The biggest influence on any valuation model will be the assumptions about the price of the commodity. Take iron ore, which has traded in a massive range of between US$50 and US$180 per tonne over the last few years. Fortescue’s cost of production is around US$15 per tonne. At US$50, it makes a profit of US$35 per tonne – at US$180, it makes US$165 profit per tonne.
In the valuation model, if the analyst is using a forward price of US$80 per tonne, he/she will get an entirely different valuation than if they use a forward price of US$50 per tonne.
Unfortunately, the data shows that analysts are not any better at predicting commodity prices than other players. I would almost throw out “fair value” concepts when it comes to resource companies.
Question 2: Ares there any ETFs or managed funds that you would recommend for exposure to Asia?
Answer: Passive, index tracking ETFs: either Vanguard’s FTSE Asia ex Japan (ASX: VAE) or iShares Asia 50 ETF (ASX: IAA).
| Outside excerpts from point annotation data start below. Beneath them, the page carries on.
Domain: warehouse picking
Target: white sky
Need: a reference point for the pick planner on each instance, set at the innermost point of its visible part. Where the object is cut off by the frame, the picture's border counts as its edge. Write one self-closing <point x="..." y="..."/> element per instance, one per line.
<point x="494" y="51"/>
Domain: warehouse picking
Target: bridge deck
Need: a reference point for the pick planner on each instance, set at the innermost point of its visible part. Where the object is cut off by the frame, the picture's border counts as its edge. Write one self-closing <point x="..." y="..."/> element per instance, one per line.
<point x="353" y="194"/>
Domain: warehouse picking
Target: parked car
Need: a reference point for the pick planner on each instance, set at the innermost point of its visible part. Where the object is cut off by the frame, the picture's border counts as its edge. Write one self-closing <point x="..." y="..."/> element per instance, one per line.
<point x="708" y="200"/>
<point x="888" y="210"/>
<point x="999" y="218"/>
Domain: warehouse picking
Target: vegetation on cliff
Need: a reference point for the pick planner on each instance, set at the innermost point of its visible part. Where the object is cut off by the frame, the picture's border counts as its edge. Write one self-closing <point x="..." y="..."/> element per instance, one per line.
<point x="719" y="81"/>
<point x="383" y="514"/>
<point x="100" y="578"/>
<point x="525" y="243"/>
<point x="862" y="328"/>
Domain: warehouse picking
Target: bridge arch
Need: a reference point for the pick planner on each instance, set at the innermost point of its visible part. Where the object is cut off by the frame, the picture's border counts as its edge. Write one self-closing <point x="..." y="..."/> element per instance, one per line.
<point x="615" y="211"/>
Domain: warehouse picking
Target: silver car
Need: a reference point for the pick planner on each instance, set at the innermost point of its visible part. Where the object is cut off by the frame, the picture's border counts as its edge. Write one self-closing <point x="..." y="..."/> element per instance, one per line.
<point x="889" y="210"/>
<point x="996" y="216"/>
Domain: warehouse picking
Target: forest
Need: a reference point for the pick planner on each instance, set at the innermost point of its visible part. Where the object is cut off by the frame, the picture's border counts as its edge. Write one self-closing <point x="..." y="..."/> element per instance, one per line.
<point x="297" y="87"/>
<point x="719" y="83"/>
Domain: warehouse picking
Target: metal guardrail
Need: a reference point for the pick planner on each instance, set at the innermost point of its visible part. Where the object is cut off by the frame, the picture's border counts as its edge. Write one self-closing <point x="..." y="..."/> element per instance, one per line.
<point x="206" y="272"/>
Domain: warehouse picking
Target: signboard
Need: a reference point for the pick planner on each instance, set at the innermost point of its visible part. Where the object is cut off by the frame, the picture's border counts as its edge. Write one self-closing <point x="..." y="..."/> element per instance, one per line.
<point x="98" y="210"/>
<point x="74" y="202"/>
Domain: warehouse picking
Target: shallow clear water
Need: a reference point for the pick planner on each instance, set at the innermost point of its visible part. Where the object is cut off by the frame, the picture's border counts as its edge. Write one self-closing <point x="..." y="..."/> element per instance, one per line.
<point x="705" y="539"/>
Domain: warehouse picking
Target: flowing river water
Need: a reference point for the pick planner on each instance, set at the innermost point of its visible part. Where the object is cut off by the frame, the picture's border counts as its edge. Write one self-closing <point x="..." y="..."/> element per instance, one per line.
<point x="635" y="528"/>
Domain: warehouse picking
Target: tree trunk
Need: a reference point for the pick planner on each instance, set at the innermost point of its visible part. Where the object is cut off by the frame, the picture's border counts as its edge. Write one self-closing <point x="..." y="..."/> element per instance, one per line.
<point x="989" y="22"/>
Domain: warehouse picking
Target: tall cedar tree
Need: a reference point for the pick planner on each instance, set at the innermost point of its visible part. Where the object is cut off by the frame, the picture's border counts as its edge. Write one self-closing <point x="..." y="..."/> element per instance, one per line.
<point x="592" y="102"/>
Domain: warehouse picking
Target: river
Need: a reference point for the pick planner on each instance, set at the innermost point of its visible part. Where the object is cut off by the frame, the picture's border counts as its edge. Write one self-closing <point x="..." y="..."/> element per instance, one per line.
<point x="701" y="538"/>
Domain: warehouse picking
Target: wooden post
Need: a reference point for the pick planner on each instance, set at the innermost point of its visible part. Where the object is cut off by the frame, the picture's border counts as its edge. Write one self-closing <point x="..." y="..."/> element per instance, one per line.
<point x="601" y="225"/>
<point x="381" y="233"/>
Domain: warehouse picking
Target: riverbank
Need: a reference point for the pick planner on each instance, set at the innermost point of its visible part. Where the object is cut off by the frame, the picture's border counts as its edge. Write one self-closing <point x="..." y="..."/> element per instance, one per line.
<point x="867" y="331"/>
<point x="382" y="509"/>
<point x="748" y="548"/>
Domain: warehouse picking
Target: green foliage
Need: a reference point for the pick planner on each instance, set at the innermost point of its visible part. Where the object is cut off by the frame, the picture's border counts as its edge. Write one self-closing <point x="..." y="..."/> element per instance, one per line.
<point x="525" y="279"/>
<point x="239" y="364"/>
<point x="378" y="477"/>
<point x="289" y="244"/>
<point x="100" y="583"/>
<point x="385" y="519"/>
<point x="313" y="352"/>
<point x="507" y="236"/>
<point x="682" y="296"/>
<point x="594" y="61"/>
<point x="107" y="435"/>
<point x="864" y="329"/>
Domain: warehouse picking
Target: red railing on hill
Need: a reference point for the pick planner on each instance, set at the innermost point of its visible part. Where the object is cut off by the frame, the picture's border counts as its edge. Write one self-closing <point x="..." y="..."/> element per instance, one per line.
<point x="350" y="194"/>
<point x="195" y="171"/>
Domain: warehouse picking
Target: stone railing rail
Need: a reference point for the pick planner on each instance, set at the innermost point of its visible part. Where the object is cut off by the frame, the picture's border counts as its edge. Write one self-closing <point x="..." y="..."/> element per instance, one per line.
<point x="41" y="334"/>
The latter doesn’t include India.
For active managers, consider Platinum Asia Fund (ASX: PAXX) or Fidelity’s Global Emerging Markets Fund (ASX: FEMX) – the latter is about 70% Asia domicile.
I also quite like BetaShares’ Asia Technology Tigers (ASX: ASIA).
Question 3: What is your view on Sydney Airport as a long term hold in an SMSF? Currently a non owner, I am 45 so have 20 years until I’m eligible to withdraw.
Answer: As a long-term growth play, I am not a fan. The monopoly that Sydney Airport currently enjoys will end when the new Western Sydney Airport opens in 2026, and ultimately, there will be some downward pressure on margins. The market doesn’t seem too worried about this, yet, but at some time, it will.
From an income perspective, an unfranked (forecast) yield of 0.6% for FY21 and 3.5% for FY22 is not attractive.
For a different perspective, this is what the analysts say: Target price of $6.20 (current market around $6.17), range of $5 to $6.86. On broker recommendations: 2 buy, 4 neutral and 1 sell.
Question 4: When it says credit markets are pricing a 30% chance of a rate rise, what does that mean? How is the probability calculated?
Answer: There is a futures contract traded on the ASX that is called the ASX 30 Day Interbank Cash Rate Futures. It is based on the Overnight Cash Rate published by the Reserve Bank of Australia (this is the rate the RBA targets for monetary policy purposes, currently less than 0.10% ). The futures contract is settled by reference to this rate.
If the futures contract was trading at a rate higher than the current RBA target rate, then you could say there is some probability that the market is expecting a rate rise. The more the difference, then the higher the probability. At the moment, there is no expectation (virtually zero probability) of a rate rise.